Jalouse
Je dois aujourd'hui faire acte de repentance et avouer un de mes pires travers : je suis jalouse.
Je vous passerai le détail des scènes de ménage homériques que j'ai pu faire au Toudoux - qui soit dit en passant, fait preuve d'un stoïcisme particulièrement agaçant quand on cherche un public réactif à ses états d'âmes et au déballage de mesquineries en tout genre. Les "tu m'aimes plus, je le sais, j'en suis sûre, tu vas me quitter pour cette pou.iasse de secrétaire de 25 ans qui fait la poule dans les couloirs de ton service en dandinant son fessier taille 36 et ses seins en silicone sous le nez de tout ces abrutis de la gent masculine qui n'ont toujours pas compris qu'elle n'avait que du yaourt entre les deux oreilles!" provoque tout au plus un sourire niais sous un oeil torve et indifférent. (et au passage, je m'excuse auprès de toutes les secrétaires pour ce raccourci digne du comptoir d'un café.)

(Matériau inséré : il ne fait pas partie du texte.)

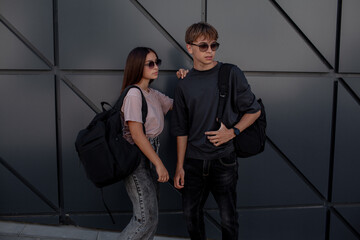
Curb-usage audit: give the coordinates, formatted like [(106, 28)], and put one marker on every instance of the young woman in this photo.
[(142, 67)]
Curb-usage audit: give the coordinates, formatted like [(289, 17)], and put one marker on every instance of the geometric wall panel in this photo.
[(59, 59), (310, 16), (14, 55), (242, 34), (27, 136), (173, 19), (347, 164), (33, 19), (299, 120), (90, 41), (350, 37), (281, 224)]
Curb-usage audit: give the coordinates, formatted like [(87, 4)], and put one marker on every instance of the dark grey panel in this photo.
[(299, 121), (266, 43), (267, 180), (347, 165), (350, 37), (34, 20), (354, 84), (317, 20), (173, 18), (15, 55), (338, 230), (351, 214), (282, 224), (98, 35), (27, 139), (174, 225), (19, 198)]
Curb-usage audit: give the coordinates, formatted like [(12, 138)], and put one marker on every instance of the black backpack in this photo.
[(106, 156), (252, 140)]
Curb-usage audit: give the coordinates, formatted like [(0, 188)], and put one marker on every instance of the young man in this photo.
[(205, 152)]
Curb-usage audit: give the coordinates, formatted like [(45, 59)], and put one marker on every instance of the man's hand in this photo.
[(220, 136), (162, 173), (179, 178)]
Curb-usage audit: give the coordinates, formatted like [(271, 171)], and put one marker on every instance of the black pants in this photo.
[(218, 177)]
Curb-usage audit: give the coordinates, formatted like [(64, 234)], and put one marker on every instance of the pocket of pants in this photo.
[(229, 161)]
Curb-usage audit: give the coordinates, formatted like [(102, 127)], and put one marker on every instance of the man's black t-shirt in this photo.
[(195, 107)]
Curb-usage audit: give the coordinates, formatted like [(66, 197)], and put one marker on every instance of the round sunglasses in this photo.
[(151, 64), (203, 47)]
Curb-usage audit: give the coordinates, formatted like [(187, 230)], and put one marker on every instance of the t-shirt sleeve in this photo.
[(179, 118), (165, 101), (132, 106), (244, 98)]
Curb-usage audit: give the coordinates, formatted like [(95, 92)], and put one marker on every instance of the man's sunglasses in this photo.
[(203, 47), (151, 64)]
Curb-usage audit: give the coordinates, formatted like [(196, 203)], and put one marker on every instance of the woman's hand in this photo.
[(162, 173), (181, 73)]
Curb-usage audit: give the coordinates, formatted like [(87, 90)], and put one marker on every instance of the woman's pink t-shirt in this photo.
[(158, 105)]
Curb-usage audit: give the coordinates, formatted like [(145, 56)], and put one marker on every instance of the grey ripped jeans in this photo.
[(143, 189)]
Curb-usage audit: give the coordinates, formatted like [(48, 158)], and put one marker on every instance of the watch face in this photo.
[(236, 131)]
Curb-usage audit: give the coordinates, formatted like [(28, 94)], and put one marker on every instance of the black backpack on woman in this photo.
[(106, 156)]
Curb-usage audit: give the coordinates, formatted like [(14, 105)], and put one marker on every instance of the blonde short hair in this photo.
[(200, 29)]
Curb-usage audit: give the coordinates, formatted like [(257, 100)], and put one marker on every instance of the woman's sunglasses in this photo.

Mes gesticulations n'ayant jamais l'effet escompté sur mon cro-mignon, ma jalousie dirige donc ses fourches caudines vers un tout autre sujet : le petit nounours.

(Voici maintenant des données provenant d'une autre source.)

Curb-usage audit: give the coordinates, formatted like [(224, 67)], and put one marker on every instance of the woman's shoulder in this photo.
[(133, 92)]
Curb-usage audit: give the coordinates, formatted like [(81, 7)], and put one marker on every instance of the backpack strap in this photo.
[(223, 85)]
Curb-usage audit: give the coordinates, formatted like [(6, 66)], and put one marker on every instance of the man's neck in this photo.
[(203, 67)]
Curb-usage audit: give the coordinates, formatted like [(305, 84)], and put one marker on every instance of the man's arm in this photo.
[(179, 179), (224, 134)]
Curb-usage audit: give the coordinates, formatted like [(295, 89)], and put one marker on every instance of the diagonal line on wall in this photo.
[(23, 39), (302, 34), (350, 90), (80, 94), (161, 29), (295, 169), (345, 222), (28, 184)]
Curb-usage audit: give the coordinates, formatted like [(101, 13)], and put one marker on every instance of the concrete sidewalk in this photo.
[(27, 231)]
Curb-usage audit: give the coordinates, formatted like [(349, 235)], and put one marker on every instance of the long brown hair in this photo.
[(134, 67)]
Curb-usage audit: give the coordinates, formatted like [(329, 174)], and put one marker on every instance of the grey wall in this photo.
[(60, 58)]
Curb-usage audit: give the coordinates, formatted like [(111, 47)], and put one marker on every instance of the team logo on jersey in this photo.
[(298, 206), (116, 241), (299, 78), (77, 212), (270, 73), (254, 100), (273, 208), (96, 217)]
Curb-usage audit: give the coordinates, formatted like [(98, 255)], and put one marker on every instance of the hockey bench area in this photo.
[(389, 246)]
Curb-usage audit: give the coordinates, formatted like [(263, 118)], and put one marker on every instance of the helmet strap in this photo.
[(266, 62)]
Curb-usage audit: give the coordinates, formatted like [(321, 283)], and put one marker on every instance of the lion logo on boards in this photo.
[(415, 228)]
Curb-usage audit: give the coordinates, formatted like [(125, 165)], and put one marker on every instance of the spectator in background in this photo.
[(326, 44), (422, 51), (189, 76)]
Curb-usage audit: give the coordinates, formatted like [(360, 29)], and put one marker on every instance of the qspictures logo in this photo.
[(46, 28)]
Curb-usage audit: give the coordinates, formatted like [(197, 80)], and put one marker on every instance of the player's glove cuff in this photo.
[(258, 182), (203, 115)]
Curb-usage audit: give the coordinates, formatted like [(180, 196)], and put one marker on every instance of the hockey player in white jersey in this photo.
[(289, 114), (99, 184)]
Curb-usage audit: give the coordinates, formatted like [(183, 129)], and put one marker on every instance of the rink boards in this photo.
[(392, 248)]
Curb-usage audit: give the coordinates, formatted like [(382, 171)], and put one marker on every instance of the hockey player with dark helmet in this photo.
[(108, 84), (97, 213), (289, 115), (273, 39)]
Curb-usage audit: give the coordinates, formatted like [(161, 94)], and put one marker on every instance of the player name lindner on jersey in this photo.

O combien de fois, dûs-je serrer les dents quand celle-qui-fait-si-bien-le-boulot-à-ma-place, la nounou- qui est au demeurant une femme charmante- me raconte que MON BEBE A MOI a éclaté de rire pour la première fois et lui a décoché de grands sourires, tout à son bonheur d'être si bien dorloté...
Bien evidemment, mes protestations larmoyantes laissent le petit Nounours de marbre.
Force est de constater que les petits Nounours sont des ingrats sans coeur!
La troisième cible de ma jalousie- ô combien plus délicate et illégitime- est mon travail.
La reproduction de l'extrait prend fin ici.